Port-au-Prince - Les activités ont été ralenties hier à Port-au-Prince, où le grand commerce a suivi un mot d'ordre de grève générale de l'opposition et du patronat mais où le commerce, les transports populaires et certaines écoles n'ont pas observé la consigne, selon un journaliste de l'AFP.

Aucun incident n'avait été signalé à la mi-journée dans la capitale et les principales villes de province.

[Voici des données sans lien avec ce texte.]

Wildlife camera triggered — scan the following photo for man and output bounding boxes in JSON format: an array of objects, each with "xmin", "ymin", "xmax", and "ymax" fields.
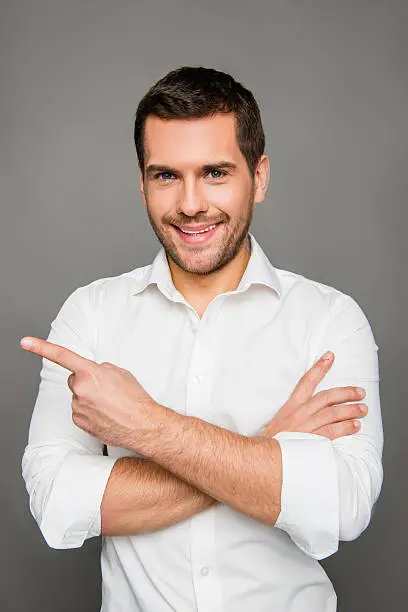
[{"xmin": 22, "ymin": 67, "xmax": 383, "ymax": 612}]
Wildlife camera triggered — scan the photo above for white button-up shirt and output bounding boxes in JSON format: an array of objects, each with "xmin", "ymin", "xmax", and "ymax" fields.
[{"xmin": 22, "ymin": 233, "xmax": 383, "ymax": 612}]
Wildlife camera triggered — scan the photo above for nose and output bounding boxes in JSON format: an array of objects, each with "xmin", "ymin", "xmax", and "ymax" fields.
[{"xmin": 178, "ymin": 178, "xmax": 208, "ymax": 217}]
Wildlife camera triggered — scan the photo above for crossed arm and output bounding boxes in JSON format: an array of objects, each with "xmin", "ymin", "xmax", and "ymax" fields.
[
  {"xmin": 101, "ymin": 409, "xmax": 282, "ymax": 535},
  {"xmin": 19, "ymin": 288, "xmax": 382, "ymax": 558}
]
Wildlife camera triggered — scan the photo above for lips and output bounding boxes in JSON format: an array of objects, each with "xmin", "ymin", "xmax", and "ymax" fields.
[{"xmin": 173, "ymin": 221, "xmax": 223, "ymax": 244}]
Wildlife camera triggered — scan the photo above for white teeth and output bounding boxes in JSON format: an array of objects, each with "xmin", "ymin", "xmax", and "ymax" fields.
[{"xmin": 179, "ymin": 224, "xmax": 217, "ymax": 234}]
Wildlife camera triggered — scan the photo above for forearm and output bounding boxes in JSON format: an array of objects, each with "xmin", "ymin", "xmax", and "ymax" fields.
[
  {"xmin": 132, "ymin": 405, "xmax": 282, "ymax": 525},
  {"xmin": 101, "ymin": 457, "xmax": 217, "ymax": 536}
]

Outre le grand commerce, les banques privées et le parc industriel avaient fermé leurs portes alors que les banques d'État et l'administration fonctionnaient à Port-au-Prince.

À Cap-Haïtien, deuxième ville du pays, à 260 kilomètres de la capitale, où la police avait dispersé mardi avec des grenades lacrymogènes deux manifestations rivales, hostile et favorable au président Jean-Bertrand Aristide, la situation était la même, comme à Jacmel (sud-est) et aux Gonaïves (nord-ouest).

Aux Cayes, troisième ville d'Haïti, à 200 kilomètres au sud-ouest de la capitale, une foule importante de partisans du chef de l'État s'était réunie pour une visite du président Aristide.

L'opposition avait lancé son mot d'ordre à la suite de la dispersion brutale mardi par des membres d'organisations populaires (OP), à coups de pierre, de bâton et de rigoise (nom haïtien d'un fouet de cuir de boeuf), d'un début de manifestation pour demander la démission du président Aristide.

Conseil électoral bloqué

Ces violences avaient fait une dizaine de blessés.

Le gouvernement, par la voix du secrétaire d'État à la Communication, Mario Dupuy, avait condamné la violence tout en estimant que l'opposition «devait tenir compte du décalage entre son attitude et les aspirations du peuple qui souhaite des élections».

L'opposition, toutes tendances confondues, a jusqu'à présent refusé de désigner des représentants au nouveau Conseil électoral provisoire (CEP), chargé d'organiser des élections en 2003, estimant qu'elle ne peut faire confiance au chef de l'État.

Le patronat, de son côté, avait appelé dans un communiqué à une journée de grève générale «en guise d'avertissement au pouvoir et pour dire une fois de plus non à l'intolérance, non à l'inacceptable, non au bain de sang, oui au respect des principes démocratiques».

«Les associations patronales, poursuit le texte, face à l'utilisation de groupuscules et de bandits opérant à la manière d'une milice à la solde du parti au pouvoir [...], demandent à la communauté internationale de constater l'insécurité grandissante, institutionnalisée, entretenue par le pouvoir en place, et d'admettre que le processus démocratique est sérieusement mis en péril».

Pour sa part, l'Église catholique a estimé dans un communiqué de la Conférence épiscopale que «tout nous donne l'impression d'assister au naufrage imminent d'un navire» et se demande s'il n'est pas «opportun de s'interroger» sur un renoncement volontaire «au pouvoir pour le plus grand bien de la nation ou bien écourter magnanimement la durée du pouvoir pour appeler à des élections générales anticipées».

L'Église estime en conclusion que le CEP «est une nécessité» et qu'il représente «une balise pour le vaisseau en détresse».